April 2026 proved to be an unusual month for the cryptocurrency market. On the surface, overall trading activity remained relatively steady despite significant geopolitical turmoil, but beneath that calm the industry experienced a series of high-profile exploits that eroded investor confidence.
Leading blockchain security firm CertiK reported that crypto-related exploits and incidents in April 2026 resulted in total losses exceeding $650 million.
April Hacks
The largest incidents were led by KelpDAO, which lost $292 million, followed by Drift Protocol at $285.2 million. The Drift Protocol exploit was the culmination of weeks of preparation and months of social engineering to gain access to protocol signers; once access was secured, attackers drained funds in roughly 12 minutes. The KelpDAO breach, by contrast, exploited a single-verifier vulnerability in a LayerZero bridge. After the initial theft, attackers moved funds through THORChain, while more than $70 million tied to the incident was frozen on Arbitrum as part of emergency security measures.
Other notable incidents included Rhea Finance at $18.4 million and Grinex at $16.2 million, among several smaller breaches. By sector, DeFi projects absorbed the lion’s share of losses at $609.3 million. Unverified contracts lost $8.5 million, GameFi projects $3.4 million, bridge-related incidents $2.8 million, and meme-token projects $1.9 million.
Breaking down incidents by type, wallet compromises were responsible for the majority of losses, totaling $611 million. Price manipulation accounted for $18.8 million in thefts, code vulnerabilities for $16.9 million, phishing for $3.5 million, and front-end attacks for about $544.7k.
Fewer Attacks, Higher Financial Impact
According to TRM Labs, North Korean-linked hacking groups were responsible for roughly 76% of all crypto hack losses in 2026 through April. That high proportion did not stem from a larger number of attacks, but from two major incidents that together caused $577 million in losses—amounts that eclipsed other activity. Since 2017, this strategy of conducting relatively few but highly impactful operations has been characteristic of North Korean cybercrime networks.

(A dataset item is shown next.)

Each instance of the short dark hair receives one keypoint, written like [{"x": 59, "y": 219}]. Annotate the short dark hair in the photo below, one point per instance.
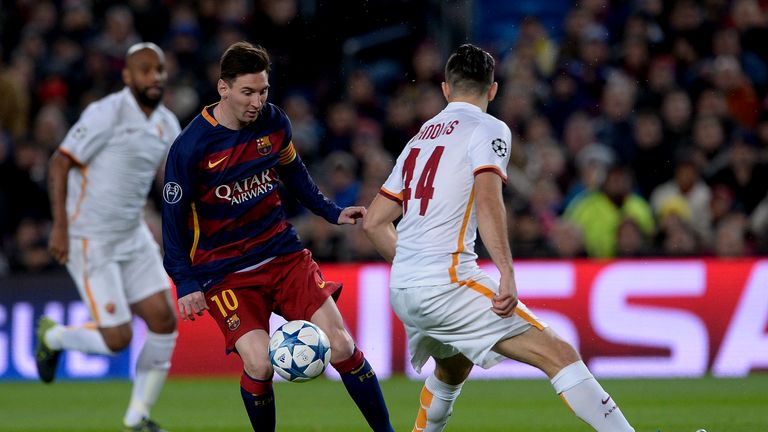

TRM’s research shows that the share of total crypto theft attributed to these groups has steadily increased: under 10% in 2020–2021, 22% in 2022, 37% in 2023, 39% in 2024, and 64% in 2025. The jump in 2025 was driven largely by the Bybit breach, in which $1.46 billion was stolen through a compromised Safe{Wallet} signing interface—the largest recorded crypto hack to date.
The combined losses from the KelpDAO and Drift incidents in 2026 follow a similar pattern. While the number of operations remains relatively small each year, their financial impact continues to grow. Analysts note that the modus operandi is evolving: attacks increasingly rely on sophisticated reconnaissance and social engineering to target critical signing interfaces and bridge components.
TRM’s findings indicate that North Korea’s cumulative crypto theft since 2017 has now topped $6 billion. Security experts warn that threat actors may be leveraging advanced tools, including AI, to refine reconnaissance and social-engineering techniques, enabling more precise and targeted exploits. As a result, defenders and protocol teams must improve operational security, multisig practices, and monitoring of inter-chain bridges to reduce exposure to these high-impact threats.